Perturbations in host defenses can result in overgrowth of pathogens such as Candida albicans, resulting in a painful and debilitating condition, oropharyngeal candidiasis (OPC). Inadequate immune responses, through aging, chemotherapy or immune deficiency, are associated with increased risk of OPC. These disorders are reemerging due to the prevalence of AIDS, both in the underdeveloped world where HAART is not available, and in cases where drug resistance develops. The proinflammatory cytokine, interleukin-1 is critical in host defense against both disseminated and mucosal Candida infections yet the mechanisms that underlie the production of IL-1or of IL-1-mediated protection in OPC are unknown. We have developed a mouse model of OPC that will be utilized to determine the innate immune mechanisms regulating IL-1 (3 production in vivo and will develop in vitro systemsto define these mechanisms in molecular detail. Acute inflammatory responses are generated via germ-line encoded pattern-recognition receptors (PRRs) that recognize specific molecular structures on pathogens known as pathogen associated molecular patterns (PAMPs). Toll-like receptors (TLRs) constitute a class of membrane bound PRRs expressed on host cells, including human oral epithelial cells (HOECs). In addition to TLRs, a large family of cytoplasmic PRRs known as the NACHT-LRRs (NLRs) or inflammasome have been implicated in innate responses, particularly in the processing of the immature form of IL-1(pro-IL-1).
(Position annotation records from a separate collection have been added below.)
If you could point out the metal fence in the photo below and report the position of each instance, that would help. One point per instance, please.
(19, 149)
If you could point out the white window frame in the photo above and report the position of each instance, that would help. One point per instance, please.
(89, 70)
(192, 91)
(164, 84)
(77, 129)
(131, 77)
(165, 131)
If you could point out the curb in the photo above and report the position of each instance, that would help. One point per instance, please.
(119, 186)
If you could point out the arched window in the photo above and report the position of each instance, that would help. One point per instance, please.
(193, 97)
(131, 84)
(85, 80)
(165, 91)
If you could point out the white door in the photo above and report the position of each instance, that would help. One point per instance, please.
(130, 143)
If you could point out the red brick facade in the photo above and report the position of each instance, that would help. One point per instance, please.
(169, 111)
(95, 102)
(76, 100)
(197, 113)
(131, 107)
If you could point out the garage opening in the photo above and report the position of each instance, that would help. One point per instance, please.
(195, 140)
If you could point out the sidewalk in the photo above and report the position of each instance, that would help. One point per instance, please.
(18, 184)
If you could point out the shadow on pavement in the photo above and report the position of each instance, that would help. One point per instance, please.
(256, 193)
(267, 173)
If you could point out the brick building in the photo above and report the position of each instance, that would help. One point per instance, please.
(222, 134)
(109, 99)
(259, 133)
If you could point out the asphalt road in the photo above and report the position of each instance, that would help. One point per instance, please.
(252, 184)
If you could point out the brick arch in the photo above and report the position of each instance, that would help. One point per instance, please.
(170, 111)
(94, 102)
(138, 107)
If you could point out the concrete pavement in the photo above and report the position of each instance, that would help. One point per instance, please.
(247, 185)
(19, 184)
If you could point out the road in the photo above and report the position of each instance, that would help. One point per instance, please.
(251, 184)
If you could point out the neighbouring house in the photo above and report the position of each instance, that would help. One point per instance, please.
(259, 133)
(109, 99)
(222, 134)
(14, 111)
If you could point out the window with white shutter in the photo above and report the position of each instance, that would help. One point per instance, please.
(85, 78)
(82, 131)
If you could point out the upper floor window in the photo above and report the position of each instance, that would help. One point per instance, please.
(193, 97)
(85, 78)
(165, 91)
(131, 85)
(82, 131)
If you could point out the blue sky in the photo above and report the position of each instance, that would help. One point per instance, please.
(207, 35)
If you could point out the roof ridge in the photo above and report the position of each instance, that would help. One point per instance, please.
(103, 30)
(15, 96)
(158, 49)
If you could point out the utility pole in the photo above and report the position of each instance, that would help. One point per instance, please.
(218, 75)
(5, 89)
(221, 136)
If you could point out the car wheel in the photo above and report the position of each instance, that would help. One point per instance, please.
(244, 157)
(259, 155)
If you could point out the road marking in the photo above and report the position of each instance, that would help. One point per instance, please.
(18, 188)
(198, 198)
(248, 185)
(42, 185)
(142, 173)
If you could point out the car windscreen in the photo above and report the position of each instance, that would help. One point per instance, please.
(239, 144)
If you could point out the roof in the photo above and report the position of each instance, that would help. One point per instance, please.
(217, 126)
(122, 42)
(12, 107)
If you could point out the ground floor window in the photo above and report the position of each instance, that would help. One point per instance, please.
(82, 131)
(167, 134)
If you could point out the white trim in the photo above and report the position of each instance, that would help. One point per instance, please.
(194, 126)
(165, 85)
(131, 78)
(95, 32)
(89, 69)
The central hypothesis to be tested is that interactions of fungal pathogens with TLRs (with or without the TLR2 co-receptor, dectin-1) or NLRs at the oral mucosa are critical for controlling Candida infections in the oral cavity and that induction of IL-1P is critical for protection. We propose the following specific aims: 1) To identify critical PRRs involved in the pathogenesis of localized and disseminated infection in OPC, 2) To define the potential role of the NLR family in the induction, processing and release of IL-1P in Candida infections. The ontogeny of expression and function of these innate PRRs will be defined. The long term goals of this project are to determine the innate immune receptors and pathways involved in host defense against the oral pathogen Candida albicans and develop novel approaches to host immunomodulation and anti-fungal therapeutic modalities.
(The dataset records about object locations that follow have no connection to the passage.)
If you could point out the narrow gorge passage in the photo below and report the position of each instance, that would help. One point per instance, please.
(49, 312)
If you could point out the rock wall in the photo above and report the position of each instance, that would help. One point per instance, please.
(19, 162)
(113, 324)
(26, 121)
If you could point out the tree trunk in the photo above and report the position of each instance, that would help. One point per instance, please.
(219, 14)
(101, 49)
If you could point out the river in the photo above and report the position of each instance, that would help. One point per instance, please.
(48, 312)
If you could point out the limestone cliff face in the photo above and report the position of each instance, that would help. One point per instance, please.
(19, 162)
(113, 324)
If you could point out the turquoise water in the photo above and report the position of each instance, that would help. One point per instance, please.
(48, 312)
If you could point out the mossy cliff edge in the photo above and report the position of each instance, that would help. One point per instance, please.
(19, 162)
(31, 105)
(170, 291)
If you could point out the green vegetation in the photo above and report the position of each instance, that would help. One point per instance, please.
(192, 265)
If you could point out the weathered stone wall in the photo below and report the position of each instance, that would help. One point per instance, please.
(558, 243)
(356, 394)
宿主防御的扰动可能导致病原体（例如白色念珠菌）的过度生长，导致 痛苦而令人衰弱的状况，口咽念珠菌病（OPC）。免疫反应不足， 通过衰老，化学疗法或免疫缺陷与OPC风险增加有关。这些 由于艾滋病的流行，疾病正在重新出现 不可用，并且在耐药性发展的情况下。促炎细胞因子，白介素1是 对宿主防御的抗衡性至关重要 IL-1介导的OPC保护IL-1OR的产生是未知的。我们已经开发了 OPC的小鼠模型将用于确定调节IL-1的先天免疫机制（3 体内生产，并将在体外系统发展，以分子细节定义这些机制。急性 炎症反应是通过种系编码的模式识别受体（PRR）产生的，该受体（PRR） 在称为病原体相关的分子模式的病原体上识别特定的分子结构 （小型小型）。 Toll样受体（TLR）构成了在宿主细胞上表达的一类膜结合的PRR， 包括人口腔上皮细胞（HOEC）。除了TLR，大型细胞质PRR家族 被称为NACHT-LRRS（NLR）或炎症组已与先天反应有关，特别是 在处理IL-1的未成熟形式（Pro-IL-1）中。要测试的中心假设是 真菌病原体与TLR（有或没有TLR2共受体，Dectin-1）或NLR的相互作用 口服粘膜对于控制口腔中的念珠菌感染至关重要，而IL-1P的诱导是 保护至关重要。我们提出以下具体目的：1）确定涉及的关键PRR OPC中局部和传播感染的发病机理，2）定义NLR的潜在作用 在念珠菌感染中IL-1P的诱导，加工和释放中的家族。表达的个体发育 这些先天PRR的功能将被定义。该项目的长期目标是确定 与口腔病原体白色念珠菌有关的先天免疫受体和途径涉及宿主防御 并开发新的方法来托管免疫调节和抗真菌治疗方式。